Two California military chaplains have filed a federal lawsuit against the U.S. Department of Veterans Affairs after they claim they were forced out of a training program by an instructor who antagonized them for their Christian beliefs.
The Conservative Baptist Association of America filed the federal lawsuit on Friday against Secretary of Veterans Affairs Eric Shinseki on behalf of retired Army chaplain Maj. Steven Firtko and Lt. Commander Dan Klender, a Navy chaplain. Firtko and Klender allege that they were repeatedly harassed and criticized for their Christian faith while enrolled in a San Diego Clinical Pastoral Education Center program during fall and winter 2012. The program is offered by Veterans Affairs to train chaplains to work in a Veterans Affairs hospitals.
Klender and Firtko claim in their lawsuit that the instructor of the course, Nancy Dietsch, repeatedly antagonized them for their Christian beliefs and banned them from praying in Jesus' name or reciting Bible passages while in class.
The lawsuit against Veterans Affairs outlines several incidences in which Dietsch allegedly chastised the men for their Christian faith. In one incident in October 2012, Dietsch reportedly told the class she believes God could be a man or woman. Shortly after, when Firtko recited the Lord's Prayer, stating "Our Father who Art in Heaven," Dietsch responded by "angrily pounded her fist on the table and [shouting] 'Do not quote Scripture in this class!'"
In another incident, Firtko quoted the bible when referencing the creation of earth after Dietsch said she believed in evolution as fact. After Firtko quoted the Book of Genesis to prove his point that God created earth, Dietsch asked him not to recite Scripture, saying "it made her feel like she had been pounded over the head with a sledge hammer."
In January 2012 during a class discussion, Dietsch reportedly told the class that she believed there are many different ways to heaven, and when Firtko quoted Scripture ascertaining that Christianity is the only way to heaven, the instructor reportedly responded by saying: "If you believe your beliefs are right, and everyone else's is wrong, you do not belong in this program."

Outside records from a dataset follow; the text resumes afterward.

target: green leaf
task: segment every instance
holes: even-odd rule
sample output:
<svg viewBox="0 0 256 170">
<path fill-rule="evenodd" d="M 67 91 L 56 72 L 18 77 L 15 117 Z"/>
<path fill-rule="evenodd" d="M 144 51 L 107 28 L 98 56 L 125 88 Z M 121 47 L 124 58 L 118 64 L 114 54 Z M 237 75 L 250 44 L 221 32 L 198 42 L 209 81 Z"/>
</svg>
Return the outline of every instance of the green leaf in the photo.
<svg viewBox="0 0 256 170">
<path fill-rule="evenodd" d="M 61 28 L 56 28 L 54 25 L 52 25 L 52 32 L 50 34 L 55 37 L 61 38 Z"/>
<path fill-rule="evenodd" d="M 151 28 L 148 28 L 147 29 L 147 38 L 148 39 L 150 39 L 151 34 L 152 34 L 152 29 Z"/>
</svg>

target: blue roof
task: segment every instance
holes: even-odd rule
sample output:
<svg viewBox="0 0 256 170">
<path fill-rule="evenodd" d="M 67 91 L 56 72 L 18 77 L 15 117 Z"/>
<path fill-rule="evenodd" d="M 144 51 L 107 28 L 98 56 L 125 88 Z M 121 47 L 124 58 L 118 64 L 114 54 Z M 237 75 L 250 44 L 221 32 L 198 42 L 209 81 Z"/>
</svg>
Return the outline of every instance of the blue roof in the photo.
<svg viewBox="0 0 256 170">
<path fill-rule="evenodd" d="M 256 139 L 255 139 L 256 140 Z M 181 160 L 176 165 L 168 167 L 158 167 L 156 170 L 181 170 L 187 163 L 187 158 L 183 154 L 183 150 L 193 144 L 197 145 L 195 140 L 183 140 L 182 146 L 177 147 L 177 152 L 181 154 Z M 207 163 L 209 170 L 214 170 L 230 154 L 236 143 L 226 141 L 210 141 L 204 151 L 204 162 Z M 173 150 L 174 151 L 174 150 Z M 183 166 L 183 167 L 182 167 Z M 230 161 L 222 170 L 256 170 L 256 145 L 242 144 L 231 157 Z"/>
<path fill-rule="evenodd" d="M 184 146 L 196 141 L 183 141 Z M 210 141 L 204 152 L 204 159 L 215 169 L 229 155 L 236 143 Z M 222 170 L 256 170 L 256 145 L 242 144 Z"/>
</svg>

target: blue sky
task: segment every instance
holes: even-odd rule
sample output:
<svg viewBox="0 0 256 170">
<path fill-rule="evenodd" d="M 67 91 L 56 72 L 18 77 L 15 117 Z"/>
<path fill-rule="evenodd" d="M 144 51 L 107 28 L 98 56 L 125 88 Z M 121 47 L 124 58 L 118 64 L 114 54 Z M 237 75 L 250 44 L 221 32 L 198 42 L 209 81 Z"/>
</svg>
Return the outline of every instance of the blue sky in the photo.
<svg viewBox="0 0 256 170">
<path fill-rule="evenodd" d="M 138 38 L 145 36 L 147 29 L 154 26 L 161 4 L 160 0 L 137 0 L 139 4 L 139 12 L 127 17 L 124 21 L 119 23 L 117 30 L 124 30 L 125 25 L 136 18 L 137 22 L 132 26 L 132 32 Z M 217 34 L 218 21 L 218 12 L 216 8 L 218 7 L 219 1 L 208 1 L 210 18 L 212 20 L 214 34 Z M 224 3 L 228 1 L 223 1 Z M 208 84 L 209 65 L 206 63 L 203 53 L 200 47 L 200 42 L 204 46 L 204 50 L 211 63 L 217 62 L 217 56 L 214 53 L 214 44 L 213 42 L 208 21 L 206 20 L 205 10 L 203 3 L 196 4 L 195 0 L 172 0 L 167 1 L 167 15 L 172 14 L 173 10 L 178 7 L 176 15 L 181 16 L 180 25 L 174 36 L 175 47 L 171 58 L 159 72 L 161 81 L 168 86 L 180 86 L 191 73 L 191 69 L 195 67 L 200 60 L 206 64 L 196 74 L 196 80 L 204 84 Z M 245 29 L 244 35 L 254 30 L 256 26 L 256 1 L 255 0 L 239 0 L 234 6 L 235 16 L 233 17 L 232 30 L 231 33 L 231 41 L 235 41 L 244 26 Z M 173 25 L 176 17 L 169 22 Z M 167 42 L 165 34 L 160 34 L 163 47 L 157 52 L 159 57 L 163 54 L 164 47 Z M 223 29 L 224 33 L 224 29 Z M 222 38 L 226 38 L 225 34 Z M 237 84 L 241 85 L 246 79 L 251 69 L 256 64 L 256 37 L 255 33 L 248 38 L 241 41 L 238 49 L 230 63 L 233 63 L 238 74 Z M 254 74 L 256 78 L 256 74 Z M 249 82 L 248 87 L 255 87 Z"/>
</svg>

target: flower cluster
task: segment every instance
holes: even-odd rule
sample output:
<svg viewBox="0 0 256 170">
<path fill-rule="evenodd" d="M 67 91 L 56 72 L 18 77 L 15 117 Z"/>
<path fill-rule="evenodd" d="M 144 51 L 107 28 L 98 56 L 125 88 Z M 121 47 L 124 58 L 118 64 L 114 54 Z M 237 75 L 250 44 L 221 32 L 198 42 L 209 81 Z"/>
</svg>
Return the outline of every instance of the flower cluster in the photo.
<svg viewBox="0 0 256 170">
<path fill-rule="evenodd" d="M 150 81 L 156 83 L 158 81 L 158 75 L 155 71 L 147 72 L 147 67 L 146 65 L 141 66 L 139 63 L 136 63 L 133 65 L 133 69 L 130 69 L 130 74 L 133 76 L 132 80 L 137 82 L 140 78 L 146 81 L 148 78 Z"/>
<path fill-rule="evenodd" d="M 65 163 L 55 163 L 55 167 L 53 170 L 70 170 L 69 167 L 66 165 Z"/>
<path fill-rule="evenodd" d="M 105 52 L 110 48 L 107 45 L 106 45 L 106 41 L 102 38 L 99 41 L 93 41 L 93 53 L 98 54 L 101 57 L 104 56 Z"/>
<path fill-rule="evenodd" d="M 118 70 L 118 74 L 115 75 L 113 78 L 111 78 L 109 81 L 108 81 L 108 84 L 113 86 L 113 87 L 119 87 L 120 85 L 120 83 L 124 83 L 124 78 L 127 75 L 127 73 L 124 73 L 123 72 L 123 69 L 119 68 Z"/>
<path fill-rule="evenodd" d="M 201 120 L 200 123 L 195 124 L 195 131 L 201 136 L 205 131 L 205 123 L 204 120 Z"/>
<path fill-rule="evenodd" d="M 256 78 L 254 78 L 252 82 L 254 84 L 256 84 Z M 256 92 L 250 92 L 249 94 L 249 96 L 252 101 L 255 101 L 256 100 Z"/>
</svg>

Eventually, Klender withdrew from the program and Firtko was placed on a six-week probation period. He was then reportedly given a dismissal letter in February 2013 signed by Dietsch that said the "probation period is not yielding the results we both desire." The lawsuit was reportedly filed with the help of the Colorado-based Military Veterans-Advocacy group with the chaplains' sponsor, the Conservative Baptist Association of America, listed as the plaintiff.
In light of the recent lawsuit, Veterans Affairs released a statement to NBC San Diego saying Dietsch was correctly following the training handbook and Klender and Firtko had participated in "bullying other classmates and refusing to honor other faith groups."
Klender and Firtko are seeking an injunction by the court that will prevent the future "illegal discrimination and persecution of Chaplains endorsed by the [Conservative Baptist Association of America]" who may participate in future programs at the San Diego Veterans Affairs training offices.
"Anytime you tell somebody you can't pray in Jesus' name and you're a chaplain, you are acting inappropriately because you're regulating and censoring their religious rights," the plaintiffs' attorney, John B. Wells, told NBC San Diego.
"Nobody, especially anyone in the armed forces or working for the federal government, should ever be required or coerced to abandon their religious beliefs," Wells added.